The federal Jones Act requires ships carrying cargo between U.S. ports be built, flagged and crewed in the United States, but the Ketchikan Shipyard’s Drydock No. 2 was built in China.
A provision in federal legislation that Begich recently introduced will clarify that vessels moved while in the drydock are not violating the Jones Act, he said.
“It was clear to everyone the drydock was not moving cargo between U.S. ports in violation of the Jones Act,” Begich said in a statement issued by his office.
Ward said the issue has arisen when the shipyard is bidding for contracts, and with tens or hundreds of millions of dollars at stake, they wanted to make sure they didn’t place that business at risk.
“We always felt we were on pretty safe ground, but having that open question out there when you are dealing with contracts was something that we wanted to remove,” Ward said.
Alaska Ship & Drydock said Begich’s legislation makes it clear the new Alaska-class ferry can be built in Ketchikan.
“By putting this issue to rest, jobs are protected and the shipyard can continue its efforts to develop its facilities to maintain and construct vessels such as the Alaska-class ferries,” Begich said.
The shipyard, owned by the state’s Alaska Industrial Development & Export Authority, recently completed construction of the ferry Susitna for the Matanuska-Susitna Borough government, and has been selected to work on the Alaska Marine Highway’s new Alaska-class ferry.
The shipyard provided between 50 and 150 direct jobs in Ketchikan, and is part of a state-sponsored effort to develop an industrial maritime industry in the Southeastern hub city.
Ward said he did not dispute some shipyards may have drydocks that move vessels such a distance that the Jones Act might apply, but that while the Ketchikan Shipyard’s drydock floats; it is not used in that manner.

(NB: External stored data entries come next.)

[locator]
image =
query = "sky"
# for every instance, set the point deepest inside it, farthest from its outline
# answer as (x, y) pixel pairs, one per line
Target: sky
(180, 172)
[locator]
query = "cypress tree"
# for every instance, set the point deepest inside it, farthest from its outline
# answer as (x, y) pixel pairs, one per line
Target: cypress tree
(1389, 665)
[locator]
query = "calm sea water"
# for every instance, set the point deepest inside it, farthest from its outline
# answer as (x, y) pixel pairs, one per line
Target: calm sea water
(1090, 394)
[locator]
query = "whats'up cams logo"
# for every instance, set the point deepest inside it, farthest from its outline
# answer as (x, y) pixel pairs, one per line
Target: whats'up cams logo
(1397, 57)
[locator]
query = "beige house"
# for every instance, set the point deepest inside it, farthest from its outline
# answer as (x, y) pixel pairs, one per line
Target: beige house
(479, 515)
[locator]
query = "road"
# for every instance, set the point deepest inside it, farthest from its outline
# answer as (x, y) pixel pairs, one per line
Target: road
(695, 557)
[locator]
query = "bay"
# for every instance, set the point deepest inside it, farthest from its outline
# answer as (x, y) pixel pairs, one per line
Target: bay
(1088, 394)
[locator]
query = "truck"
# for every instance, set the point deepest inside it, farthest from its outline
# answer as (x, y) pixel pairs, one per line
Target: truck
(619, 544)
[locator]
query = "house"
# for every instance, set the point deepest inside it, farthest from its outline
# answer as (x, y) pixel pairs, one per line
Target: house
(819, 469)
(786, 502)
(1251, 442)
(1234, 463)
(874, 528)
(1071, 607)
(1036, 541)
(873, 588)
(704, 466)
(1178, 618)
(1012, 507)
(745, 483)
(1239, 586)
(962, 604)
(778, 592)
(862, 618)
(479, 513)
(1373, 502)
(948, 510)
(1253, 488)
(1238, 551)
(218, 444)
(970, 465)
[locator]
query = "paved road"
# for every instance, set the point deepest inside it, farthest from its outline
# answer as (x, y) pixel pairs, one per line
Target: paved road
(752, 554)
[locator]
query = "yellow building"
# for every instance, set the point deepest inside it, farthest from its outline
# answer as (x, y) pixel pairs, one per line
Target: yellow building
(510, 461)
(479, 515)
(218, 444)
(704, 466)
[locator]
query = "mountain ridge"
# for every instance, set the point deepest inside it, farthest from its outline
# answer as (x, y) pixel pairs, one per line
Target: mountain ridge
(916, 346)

“It remains firmly affixed to shore,” at all times, Ward said.
Begich said that tethering to the shore means the Ketchikan drydock is consistent with the Jones Act.
The lone bidder to build the specialized drydock was in China, and due to the layout of the shipyard, the drydock moves a few hundred feet whenever a vessel is being lifted or launched.
Begich’s legislative language is part of House Resolution 3321, which addresses several Jones Act matters. A release from Begich’s office states that measure has passed both houses of Congress, but still needs President Barack Obama’s signature.